JJ was able to see my school, my town, and my house. He met my friends, students, neighbors, principal, and co-workers. Everyone received him with warm welcomes. After a couple of days in the village, we needed a break. On the way out of Madina, transportation again served as both a source of frustration and entertainment… well, it’s funny now looking back on the situation. It was a basic Nissan car and I was squeezed in the front with one man, one woman, and the driver. Lucky for me, I got the pleasure of sitting on the stick shift! JJ was crammed in the back with three not so small people. In the middle of the bush, we stop the car for some reason unbeknownst to JJ and me. I assumed there was an issue with the car. We step out of the car to watch three grown men chasing a chicken down the road. Let me tell you folks, I have had some interesting experiences with transportation in Salone, but never have we stopped the vehicle to catch an animal on the loose. Fifteen minutes later the chicken was retrieved, praise Allah!, and the journey continued. We reached Kambia and JJ got to enjoy some chicken and chips at Kambia Africana Village – something I look forward to about once a month. We then headed to a beach, River No. 2, for the weekend. Another slice of heaven – who would have thought there would be two slices of heaven in the same country, dang! Here’s a picture for proof:

River No. 2 = Pure Bliss

After a few days at this place (and losing half my toenail after hitting a rock in the water), we were feeling refreshed and ready to head back to Madina. Unfortunately, classes still hadn’t begun, so JJ was not able to watch me teach or give a guest lecture. On the last day he was here, we decided to make a big piñata for the little cuties in my neighborhood. Days before we decided to pass out glow in the dark lights and man oh man, I could’ve sworn a second civil war was going to break out over these lights. Not only the kids but the mothers were swarming us, pushing us over, and reaching into our pockets to retrieve these lighted treasures. Another lesson learned! We set up the piñata in the middle of my semi-private compound and I only invited the “good” kids in the neighborhood. It was a real treat to teach the children how to play and see them get excited over the falling sweets.
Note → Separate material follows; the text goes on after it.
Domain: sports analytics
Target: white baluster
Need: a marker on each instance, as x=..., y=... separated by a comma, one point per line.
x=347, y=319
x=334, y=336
Sadly, all good things must come to an end and the following day I set JJ off on a motorbike and prayed that he would eventually reach America (which he did after 3 days of delays/traveling). I’m getting better at predicating my mood fluctuations in this environment, so I knew I was going to be feeling sad and lonely after JJ left. What’s the best solution for a case of the blues? Well, a new puppy of course. I hopped on over to a counselor’s house and picked me up a one month old mutt. Now knowing that musicians’ names are bad luck, I decided to play it safe and go with a fictional boxer’s name, Rocky. He’s really adorable and being a mother (again) filled the small puppy void in my heart.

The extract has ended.